It can be seen that when there is duplicate data (dirty data), the similarity search does not have the ability to deduplicate, but returns it directly.

Increase the diversity of retrieval through MMR:

docs_mmr = vectordb.max_marginal_relevance_search(question,k=3)
docs_mmr[0].page_content[:100]
'those homeworks will be done in either MATLA B or in Octave, which is sort of — I \nknow some people '
docs_mmr[1].page_content[:100]
'algorithm then? So what’s different? How come  I was making all that noise earlier about \nleast squa'

MMR can guarantee diversity, even if there is duplicate data, it can also be deduplicated.

Specificity is resolved through the metadata filtering function of the vector database:

question = "what did they say about regression in the third lecture?"

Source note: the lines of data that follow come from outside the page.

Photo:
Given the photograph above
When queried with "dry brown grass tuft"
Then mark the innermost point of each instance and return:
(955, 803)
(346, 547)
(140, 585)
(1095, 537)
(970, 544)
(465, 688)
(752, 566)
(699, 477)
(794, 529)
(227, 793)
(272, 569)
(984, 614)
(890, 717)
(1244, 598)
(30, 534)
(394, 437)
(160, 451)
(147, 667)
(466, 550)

docs = vectordb.similarity_search(
    question,
    k=3,
    filter={
    
    "source":"docs/cs229_lectures/MachineLearning-Lecture03.pdf"}
)

for d in docs:
    print(d.metadata)
{
    
    'source': 'docs/cs229_lectures/MachineLearning-Lecture03.pdf', 'page': 0}
{
    
    'source': 'docs/cs229_lectures/MachineLearning-Lecture03.pdf', 'page': 14}
{
    
    'source': 'docs/cs229_lectures/MachineLearning-Lecture03.pdf', 'page': 4}

Metadata filter conditions are inferred from the query itself:

from langchain.llms import OpenAI
from langchain.retrievers.self_query.base import SelfQueryRetriever
from langchain.chains.query_constructor.base import AttributeInfo

metadata_field_info = [
    AttributeInfo(
        name="source",
        description="The lecture the chunk is from, should be one of `docs/cs229_lectures/MachineLearning-Lecture01.pdf`, `docs/cs229_lectures/MachineLearning-Lecture02.pdf`, or `docs/cs229_lectures/MachineLearning-Lecture03.pdf`",
        type="string",
    ),
    AttributeInfo(
        name="page",
        description="The page from the lecture",
        type="integer",
    ),
]

document_content_description = "Lecture notes"
llm = OpenAI(temperature=0)
retriever = SelfQueryRetriever.from_llm(
    llm,
    vectordb,
    document_content_description,
    metadata_field_info,
    verbose=True
)

question = "what did they say about regression in the third lecture?"
docs = retriever.get_relevant_documents(question)
query='regression' filter=Comparison(comparator=<Comparator.EQ: 'eq'>, attribute='source', value='docs/cs229_lectures/MachineLearning-Lecture03.pdf') limit=None
for d in docs:
    print(d.metadata)
{
    
    'source': 'docs/cs229_lectures/MachineLearning-Lecture03.pdf', 'page': 14}
{
    
    'source': 'docs/cs229_lectures/MachineLearning-Lecture03.pdf', 'page': 0}
{
    
    'source': 'docs/cs229_lectures/MachineLearning-Lecture03.pdf', 'page': 10}
{
    
    'source': 'docs/cs229_lectures/MachineLearning-Lecture03.pdf', 'page': 10}

Through the above two methods (one is to manually insert metadata filter conditions, and the other is to rely on the model to automatically infer filter conditions), the problem of not being able to focus on structured information in similarity search in Section 4 is solved.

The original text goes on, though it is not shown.